1931 Henderson 1,301cc KJ Four
Engine no. KJ 30694
Founded by Tom and William Henderson in Detroit in 1912, Henderson built nothing but four-cylinder motorcycles in its 19-year existence. In 1917 the firm passed into the control of Chicago-based cycle maker Ignaz Schwinn, owner of Excelsior. Schwinn shifted production from Detroit to the Excelsior factory in Chicago and soon abandoned the Hendersons' original design, which was replaced by one drawn up by Henderson engineer Arthur O Lemon. Introduced for 1920, the all-new Excelsior-built Henderson Model K boasted a 1,301cc sidevalve engine equipped with forced lubrication, a twin-downtube frame, strengthened front fork and enclosed rear chain. Modifications to the De Luxe (introduced for 1922) mainly concentrated on improvements to the gearbox. Top speed was a guaranteed 80mph and with the optional alloy pistons installed a De Luxe could touch 100mph, an astonishing performance for the time and one matched by few contemporary cars. Police forces across America snapped them up. Most importantly, its forced lubrication meant that the new Henderson could sustain these high speeds with a degree of reliability unattainable by its splash-lubricated predecessors.
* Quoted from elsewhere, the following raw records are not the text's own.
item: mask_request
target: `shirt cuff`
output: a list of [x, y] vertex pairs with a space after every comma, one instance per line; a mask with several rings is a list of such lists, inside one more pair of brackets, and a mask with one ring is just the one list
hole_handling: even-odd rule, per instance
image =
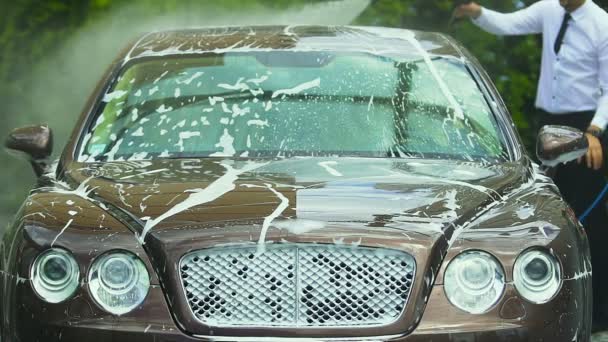
[[608, 118], [595, 114], [595, 117], [591, 120], [591, 124], [601, 128], [602, 131], [605, 131], [606, 126], [608, 125]]

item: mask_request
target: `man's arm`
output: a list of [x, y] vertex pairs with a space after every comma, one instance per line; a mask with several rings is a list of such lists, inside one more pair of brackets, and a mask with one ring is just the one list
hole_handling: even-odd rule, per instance
[[547, 1], [538, 1], [517, 12], [505, 14], [471, 2], [458, 6], [454, 16], [469, 17], [477, 26], [496, 35], [536, 34], [543, 30], [543, 12], [547, 4]]
[[[608, 126], [608, 38], [604, 38], [597, 50], [598, 54], [598, 79], [600, 83], [601, 96], [597, 103], [597, 112], [589, 126], [590, 131], [606, 131]], [[606, 136], [604, 134], [604, 136]], [[587, 152], [587, 166], [596, 170], [600, 169], [604, 153], [599, 139], [587, 134], [589, 140], [589, 152]]]
[[603, 39], [597, 50], [598, 56], [598, 79], [601, 96], [597, 104], [597, 112], [591, 124], [602, 131], [608, 126], [608, 37]]

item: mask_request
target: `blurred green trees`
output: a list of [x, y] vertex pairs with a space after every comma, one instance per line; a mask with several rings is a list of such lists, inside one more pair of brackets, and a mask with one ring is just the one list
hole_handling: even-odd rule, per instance
[[[347, 0], [365, 3], [365, 0]], [[557, 1], [557, 0], [552, 0]], [[10, 128], [48, 122], [60, 150], [76, 117], [118, 46], [139, 30], [180, 25], [337, 23], [335, 14], [298, 8], [323, 0], [12, 0], [0, 5], [0, 136]], [[441, 31], [470, 49], [492, 76], [528, 146], [540, 63], [538, 36], [499, 38], [468, 22], [448, 27], [454, 1], [371, 0], [355, 24]], [[513, 11], [534, 0], [479, 0]], [[600, 6], [608, 0], [596, 0]], [[294, 9], [295, 7], [295, 9]], [[358, 14], [358, 12], [356, 12]], [[148, 20], [150, 19], [150, 20]], [[107, 34], [105, 33], [107, 32]], [[110, 44], [111, 43], [111, 44]], [[74, 57], [76, 56], [76, 57]], [[13, 215], [34, 181], [29, 165], [0, 153], [0, 225]]]

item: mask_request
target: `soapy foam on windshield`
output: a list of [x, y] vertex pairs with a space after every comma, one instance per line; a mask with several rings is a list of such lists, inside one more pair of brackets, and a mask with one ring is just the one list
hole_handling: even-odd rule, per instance
[[309, 90], [309, 89], [313, 89], [313, 88], [317, 88], [321, 86], [321, 79], [320, 78], [316, 78], [312, 81], [309, 82], [304, 82], [302, 84], [299, 84], [293, 88], [289, 88], [289, 89], [281, 89], [281, 90], [277, 90], [274, 93], [272, 93], [272, 98], [276, 98], [279, 97], [281, 95], [296, 95], [299, 94], [303, 91]]
[[228, 133], [228, 129], [224, 129], [224, 134], [220, 137], [220, 141], [215, 144], [215, 147], [222, 149], [222, 152], [212, 153], [211, 157], [232, 157], [236, 154], [233, 146], [234, 137]]

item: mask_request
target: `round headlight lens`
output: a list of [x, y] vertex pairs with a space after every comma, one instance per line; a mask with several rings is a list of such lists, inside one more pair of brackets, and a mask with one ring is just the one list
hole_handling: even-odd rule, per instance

In competitions, standard Henderson Fours often had the beating of tuned v-twins, and numerous detail improvements were made throughout the 1920s to ensure that the Henderson remained 'the finest motorcycle in the world'. Nevertheless, by the decade's end it had become obvious something better was needed to stay ahead of the pack. The result was the 'KJ', designed by ex-Harley-Davidson engineer, Arthur Constantine. Introduced in April 1929, the KJ reverted to 'F-head' valve gear while incorporating a five bearing crankshaft (replacing the old three-bearing item) and increased cylinder finning among a host of other improvements. In addition, the handsome newcomer boasted sleek, up-to-the-minute styling, earning itself the sobriquet 'the Streamline Henderson'. Producing 40bhp at 4,000rpm (or 45 horsepower in KL form) the Streamline Henderson proved exceptionally smooth and tractable, being capable of accelerating from 10mph to over 100mph in top gear. Sales were encouraging but with the Depression biting, Ignaz Schwinn decided to quit while he was ahead, ending production of all Henderson and Excelsior motorcycles in 1931. Although it might be argued that production was ended prematurely, Henderson was at least spared the ignominy of going into decline, bowing out as 'the finest motorcycle in the world' with its reputation intact.
Dating from the final year of Henderson production, this restored KJ was previously owned in Switzerland and comes with Swiss registration papers dating from 1988.
- The frame number for this lot should read KJ30694.
The engine number for this lot should read KJ30694.
Contraire to the cataloguing, there is no Swiss registration paper accompanying this lot.